Chapter 398 (1/2)

”Son, I'm really happy today. It's the happiest day of my life in 40 or 50 years. ” Bai Suxin said, and his words were full of excitement.

Right now. All his words revealed her. At this time, the inner excitement and joy.

”I didn't expect that you would come to see me. I thought you would never forgive me again, at least not now. But when I saw you in front of me, I immediately felt that what I experienced yesterday was not a thing at all.” Bai Suxin said. The words are full of emotion and incredible disbelief.

Looking at Bai Suxin's white sideburns. I don't know the sour feeling in my heart at this moment. It's because of him. Or because of me.

I can't deny that I really feel sorry for her at this moment. Watching him become mottled in an instant, I feel like an old man in his 60s doesn't have any. I was so high spirited when I saw him for the first time.

Time really has not spared anyone. One year can make a young man in his prime. In an instant, he became a sick and weak man who was lying on the hospital bed and even began to speak intermittently.

And all of them once bloomed in front of me one scene after another.

Imagine before him. Desperate to take all the shares in his name. Give it to me. Desperate to impose his own personal ideas on me, but in the end it was because I was not happy. I don't like to hold myself in the end. Be patient for me.

At his age, how many old friends have started their own pension life.
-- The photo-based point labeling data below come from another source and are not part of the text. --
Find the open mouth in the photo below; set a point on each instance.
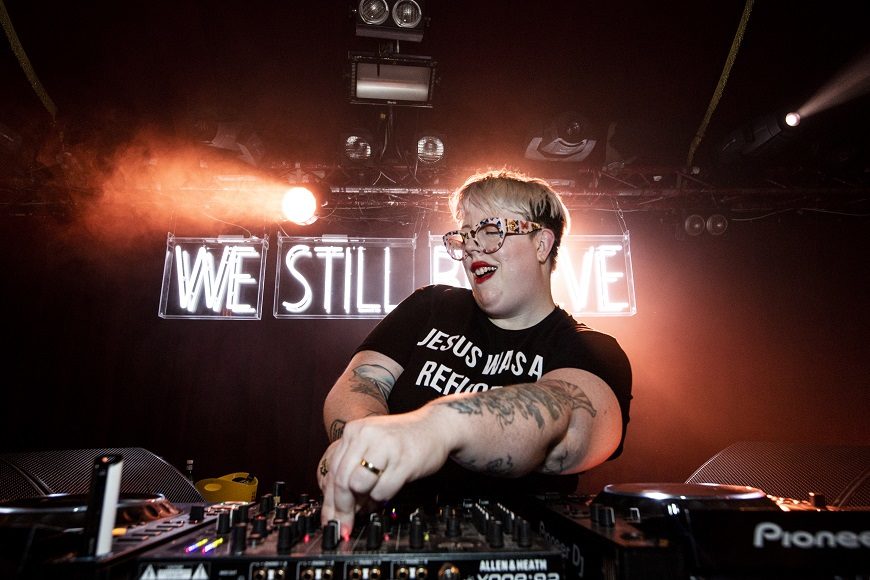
(482, 271)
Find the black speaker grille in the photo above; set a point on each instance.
(69, 471)
(14, 484)
(840, 472)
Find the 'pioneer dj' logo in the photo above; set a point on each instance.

But he is still struggling. Xiaxia, the fighter, will guard the next heaven and earth for me.

But I chose to run out willfully. I chose to go out. He chose to live in a military camp. He became a volunteer.

And what he can do for me. It's just all the elements around me that could harm me. Clean up everything.

In front of me silently paved all the way for me, but still speechless. Momo's attention to my every move, for fear that her image in my heart will completely collapse. It makes me think he's being kind.

He chose to do everything by himself. I choose to work hard for what I want to do. Let their future life no longer regret. No more regrets.

Even for the sake of all this, I almost lost my life. But he had no regrets.

After all, with all these years of hard work, and I'm not a particularly wasteful person. So, his real estate and shares in his name. So I've had enough food and clothing for most of my life.

And his biggest regret is that I can't give up what I want in my heart to inherit his family.

But he didn't want to force me. I don't want to deepen my resentment against him between us.

In fact, all that he did. All the starting point is for me to pity my parents. It's just that my heart has been deeply grasping the wrong thing he did. And it's hard to let go.

Has been stubborn until now will be with his relationship so hot and cold. In fact, what he and she have done in the past year has long been enough to become a competent father. Even though I said it. I can't make up for the first half of my life he lost.

But I still have a deep obsession in my heart. And ideas. I want to spend my old age with him. I want to make him feel like a parent.